December 17, 2017 at 1:11 pm

Turkish President Recep Tayyip Erdogan makes an opening speech of the extraordinary summit of the Organisation of Islamic Cooperation (OIC) at the Lutfi Kirdar International Convention and Exhibition Center in Istanbul, Turkey on December 13, 2017 [Kayhan Özer / Anadolu Agency]

Turkey will open an embassy in East Jerusalem, President Tayyip Erdogan said on Sunday, days after leading calls at a summit of Muslim leaders for the world to recognise it as the capital of Palestine.

“God willing, the day is close when officially, with God’s permission, we will open our embassy there,” Erdogan said in a speech, maintaining his fierce criticism of the United States’ decision to recognise Jerusalem as Israel’s capital.

Erdogan: Israel is state of occupation and terror

Last week, speaking at an opening ceremony of developmental projects that was held in Turkey’s central city of Sivas, Erdogan said: “Palestine has been under occupation since 1947,” stressing, “Israel is an occupying state, a terrorist state.”

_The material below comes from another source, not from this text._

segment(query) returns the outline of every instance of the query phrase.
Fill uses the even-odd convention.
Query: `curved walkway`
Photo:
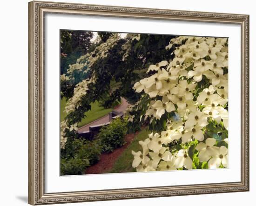
[[[128,102],[127,102],[126,100],[122,97],[121,98],[121,100],[122,103],[115,107],[113,111],[119,112],[123,112],[128,107],[129,104],[128,104]],[[96,120],[91,122],[90,122],[89,124],[79,128],[78,130],[78,133],[81,133],[85,132],[88,131],[89,127],[90,126],[109,123],[108,118],[108,114],[107,115],[103,116],[100,119],[98,119],[98,120]]]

“Trump’s declaration of Jerusalem as the capital of Israel is null and void for us in any case,” he added, noting that the US declaration was an attempt to “damage peace and security in the region”, adding:

Declaring it as a capital and relocating the embassy has no validity for us [Turkey].

The Turkish leader pointed out that the US decision has ignored a 1980 United Nation (UN)’s Security Council resolution, which was signed by the US and condemned the Israeli annexation of Jerusalem. Resolution 478 called on the council member states to withdraw their diplomatic missions from Jerusalem and described the east of the city as “under occupation”.

Read: UN council mulls call for US Jerusalem decision to be withdrawn

Tension has risen across the Palestinian territories since US President Donald Trump’s decision to officially recognise Jerusalem as Israel’s capital.

Most countries consider East Jerusalem, which Israel annexed after capturing it in a 1967 war, to be occupied territory, and say the status of the city should be left to be decided at future Israeli-Palestinian talks.

While the international community has almost unanimously disagreed with Donald Trump’s announcement, reports suggest that the announcement was done with the pre-agreement of Egypt and Saudi Arabia, with the Saudi Arabia going as far as, allegedly, stating to the Palestinian President to accept a village on the outskirts of Jerusalem as the alternative Palestinian capital.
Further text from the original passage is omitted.